From the company’s perspective, modernization acts as insurance against volatile energy feed-in. Nuclear power provides a constant energy supply over long periods, while wind and solar power fluctuate considerably. However, with each additional year of operation, the requirements for safety, maintenance, and materials testing increase. Vattenfall must address these issues thoroughly to ensure that the extension of operating licenses remains politically and technically viable.
Parallel evaluation of new reactors based on SMRs
In addition to extending operating licenses, Vattenfall is examining the possibility of adopting a new technology class. Borg mentions three to five smaller reactors on the Värö peninsula south of Gothenburg. These are “Small Modular Reactors” (SMRs), modular units with lower power output per module. This puts Vattenfall not only the continued operation of existing reactors but also a potential path to new construction.
SMRs are intended to make construction more predictable because manufacturers can prefabricate components to a greater extent. Several modules can be added gradually at a single site, allowing the total capacity to grow with demand. Furthermore, Borg links this to a cost expectation, stating: “We assume that the construction of modular reactors will lead to cost savings over time.” However, this logic presupposes that mass production actually begins and that projects don’t remain isolated cases.

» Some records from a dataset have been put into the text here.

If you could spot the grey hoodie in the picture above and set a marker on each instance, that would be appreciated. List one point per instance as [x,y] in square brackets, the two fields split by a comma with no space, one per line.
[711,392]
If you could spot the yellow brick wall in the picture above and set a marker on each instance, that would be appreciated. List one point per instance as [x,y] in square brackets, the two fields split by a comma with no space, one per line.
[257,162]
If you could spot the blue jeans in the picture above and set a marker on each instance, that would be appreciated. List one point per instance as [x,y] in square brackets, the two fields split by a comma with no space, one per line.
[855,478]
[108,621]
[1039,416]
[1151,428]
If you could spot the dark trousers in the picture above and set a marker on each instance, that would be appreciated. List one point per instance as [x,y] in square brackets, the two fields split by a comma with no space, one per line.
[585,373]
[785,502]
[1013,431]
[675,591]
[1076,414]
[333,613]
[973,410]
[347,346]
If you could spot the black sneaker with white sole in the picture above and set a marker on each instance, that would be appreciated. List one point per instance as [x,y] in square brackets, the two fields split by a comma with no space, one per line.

Price Stability and System Logic as a Line of Argument
Borg presents nuclear energy as the antithesis to weather-dependent sources. She says: “Nuclear energy provides baseload power, which contributes to the stability of electricity prices in Sweden.” While wind and solar generate surpluses on good days, power systems need reliable capacity during periods of low demand. This is precisely where Vattenfall aims to achieve immediate results with extended operating times and supplement them with SMRs in the future.
For countries with strong wind and solar energy development, the problem becomes particularly apparent in extreme situations. High wind and sunshine generate surpluses that grids and storage facilities often cannot absorb. During dark and windless periods, there are then insufficient quantities that must be supplied by imports or reserve capacities. Thus, predictable baseload power as a system component is regaining importance, even if the debate remains politically charged.
Two tracks, one goal: Securing existing assets and opening up options
Extending the operating life of existing plants provides Vattenfall with short-term stability and prevents a supply gap. At the same time, the SMR approach creates an option for new capacity if policy, suppliers, and financing align. Furthermore, the company can gain experience through parallel testing without immediately committing to a single major project. Vattenfall is thus combining asset maintenance with technological advancement, and this dual strategy is precisely what characterizes Borg’s approach.